1人でランチに行くだけでもいい。今の私は、セブ島で学んだ英語が無にならないように、オンラインレッスンやアプリで毎日勉強しています。昨日よりも今日、1つできるようになればいいという、かまえない感覚です。

以前の私はすべてにおいて自信のない人間でしたが、小さなドアを開けるたびに、失敗よりも成功のほうが多いということを体験してきたおかげで、ここまでやってくることができました。ドアを開けるたびに自分を再発見してきたようにも思います。

日常の小さなドアに気づくか気づかないかは、精神的な余裕と素直さが大事かなと思います。

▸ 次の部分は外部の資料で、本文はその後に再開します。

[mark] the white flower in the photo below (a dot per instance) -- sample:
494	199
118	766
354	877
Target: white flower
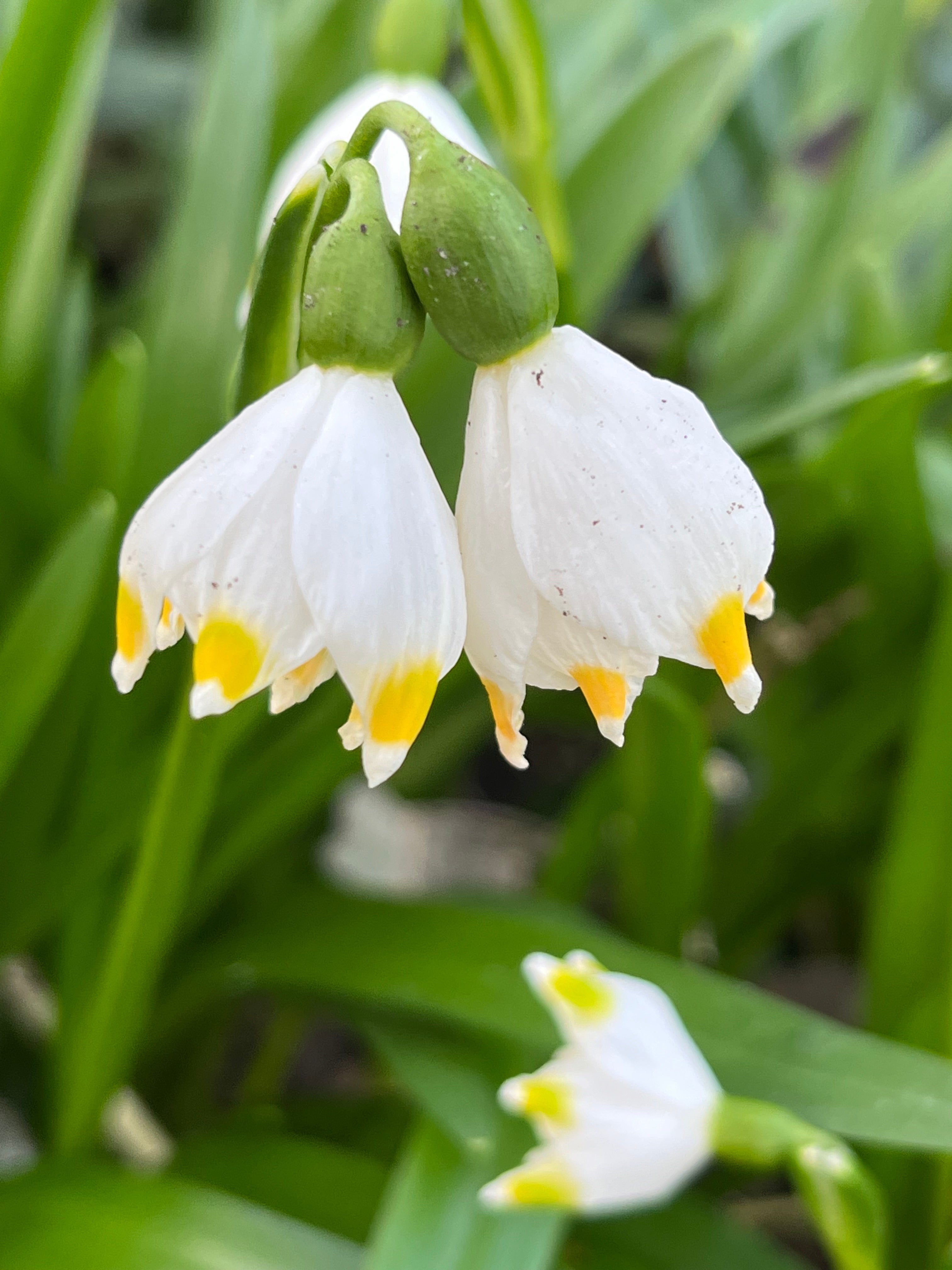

とくに私ぐらいの年齢になると、「もう夢がないから」と暗い顔で言う人もいます。もちろん、若者のほうがチャンスはたくさんあるし、怖いもの知らずで行動しやすいでしょう。でも、「もうこの年齢では……」と言いながら、実は、ただやりたくないだけだったりする人もいます。「もう遅い」「若くないから」というのは、失敗を恐れて挑戦しない人の言い訳ではないかと思うんです。

それに、アレックスには若さだけでなく、直感があって、そもそも勉強家だという下地もあります。無謀に見えますが、たくさんの本を読んで、会いに行く相手の情報もしっかり集めていますよね。だから、失敗しても決してマイナスにはならないという面もあるように見えます。